Archive for February, 2008


Sunday, February 24th, 2008

Note: I see a lot of spam already appearing in the comments, so I changed the moderation options. Now a comment will need to be approved before appearing on the blog.

“Konoko Payne” update

Saturday, February 23rd, 2008

Uploaded a new Konoko Payne version. Nothing really new here, just bug-fixes, “new” characters (Elite Striker, Ninja…), fixed motion scripts, an automatic camera for the demo-mode, etc. The previously mentioned “blood puddles” are in there, but it’s otherwise basically the same as last time, slightly improved. I just don’t have any time to work on a real “game” with a proper scenario, cutscenes, different levels, nice level design, etc. Or voice acting. Some guy once sent me an email complaining about the MGS2-like dialogs in KP, saying that “it would be better with recorded voices”. Yeah, right. What about this: I hire Amanda Winn-Lee and you pay the bill. Deal?

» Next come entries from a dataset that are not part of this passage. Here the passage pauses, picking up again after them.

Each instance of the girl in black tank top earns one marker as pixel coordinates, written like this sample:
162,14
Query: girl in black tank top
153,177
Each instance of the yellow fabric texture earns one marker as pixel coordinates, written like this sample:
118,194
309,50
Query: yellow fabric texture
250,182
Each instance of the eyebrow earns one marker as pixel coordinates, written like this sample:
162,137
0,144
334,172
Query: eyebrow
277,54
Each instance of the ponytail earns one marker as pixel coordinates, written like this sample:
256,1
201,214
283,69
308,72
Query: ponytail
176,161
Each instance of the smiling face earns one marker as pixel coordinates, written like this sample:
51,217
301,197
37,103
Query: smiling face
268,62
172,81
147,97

I’m considering dropping all the commercial libraries used out there (mainly Novodex & Pathengine) to make a proper open source project, but even this takes forever. I don’t know any good open source pathfinding library to replace Pathengine, so I’m kind of stuck here. I could re-implement it myself using John Ratcliff’s AI Wisdom 4 article, but I admit I’m not very motivated for this. It’s always painful to re-do something that already works, it doesn’t feel like making progress. On the other hand, the whole KP project doesn’t evolve very quickly anyway, and an open source version could boost this. Or ruin it completely.

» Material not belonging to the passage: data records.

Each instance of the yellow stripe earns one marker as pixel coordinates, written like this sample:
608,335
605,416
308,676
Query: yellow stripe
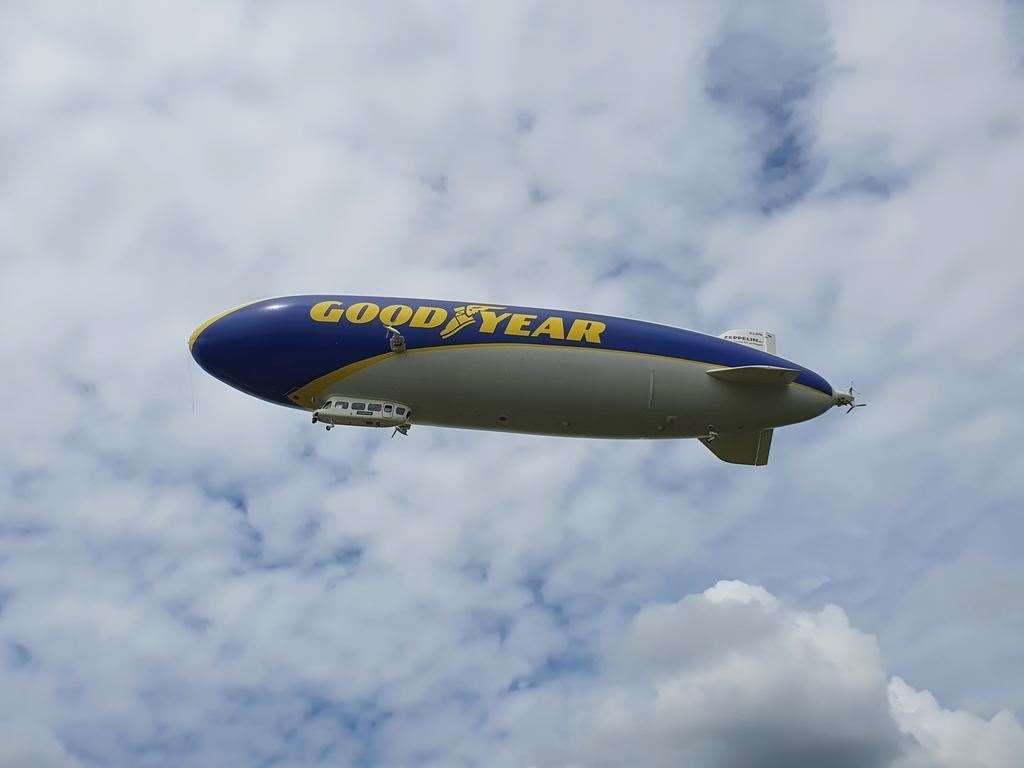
214,318
306,395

I think I’m reaching a point where I can’t make that project a lot better just by myself. The code is pretty much “done”. Sure the AI could be improved, things could be more polished and more optimized, but the hand-to-hand combat, gun fights, character control, etc, everything’s working well and feels good. Despite this, I have an insanely long “TODO” list for Konoko Payne. Let me check… 93 Kbytes! It’s a vanilla ASCII text file with something like one task per line, and ~2000 lines. So that’s ~2000 things to do. If I do one thing per day, I’d need 2000/365 = 5.47 years to complete the project. This is so depressing. In comparison, I have another “DONE” file listing the things already implemented. I move the tasks from the TODO file to the the DONE file when they’re done. Today the DONE file is 62 KBytes and a little bit more than 1000 lines. Not bad for a hobby project.

Anyway. Better, later.

While I’m at it…

Friday, February 22nd, 2008

What’s the deal with alpha-sorted polygons those days? I hear more and more that engine X or Y doesn’t support them because “it’s too slow”. Errr, hello? We even sorted polygons on 8 Mhz Atari STs, I assume you can manage to do the same on a 3 Ghz multi-core machine? Sure the number of polygons has increased, but so has the CPU speed. So what’s the problem?

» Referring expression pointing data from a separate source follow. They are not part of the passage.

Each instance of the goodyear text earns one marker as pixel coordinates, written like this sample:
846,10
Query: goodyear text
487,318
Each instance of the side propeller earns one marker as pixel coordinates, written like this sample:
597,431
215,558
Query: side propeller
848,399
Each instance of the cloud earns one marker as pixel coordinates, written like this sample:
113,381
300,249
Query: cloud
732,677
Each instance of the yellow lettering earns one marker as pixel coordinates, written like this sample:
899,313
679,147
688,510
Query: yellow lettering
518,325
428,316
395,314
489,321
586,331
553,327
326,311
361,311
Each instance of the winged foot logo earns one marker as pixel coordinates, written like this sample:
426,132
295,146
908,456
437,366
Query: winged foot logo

  • the first problem is that they don’t use the right algorithm. If the number of polygons and the CPU speed evolve in parallel, the ratio only remains constant with an O(n) sort. Since they insist on using qsort, well, they’re doomed before the race even starts.
  • the second problem is that they don’t generate their sort keys efficiently. No, you don’t need that square root. No, you don’t need the distance to the camera position. You need a simple dot-product: the vertex projection on the camera’s forward vector.
  • the third problem is that they sort everything each frame. It’s useless. Sort the index buffer once, and only sort it again when the view direction has changed significantly. You don’t need an exact sort each frame since the whole process is not accurate to begin with (each triangle is sorted according to a single witness point). So it means you need to actually sort stuff only once in a while - or all the time but over N frames, if you prefer.
  • the fourth problem is that they sort at runtime. You don’t have to. As we just said the sorting is approximate, so you can precompute 8 sorts/index buffers for the 8 possible octants in which the view vector can be, and simply pick up the correct one at runtime. This has been used countless times in countless demos on Atari and PC. Seriously old skool. It certainly increases the memory used, but here’s my deal for you: drop the STL, and you’ll win back all the memory you need to include those precomputed sorted buffers. The number of transparent objects shouldn’t be huge anyway, so this is usually not a problem. Especially since those sorted buffers can be easily compressed like crazy, and decompressed to the actual D3D index buffer only when the view vector changes.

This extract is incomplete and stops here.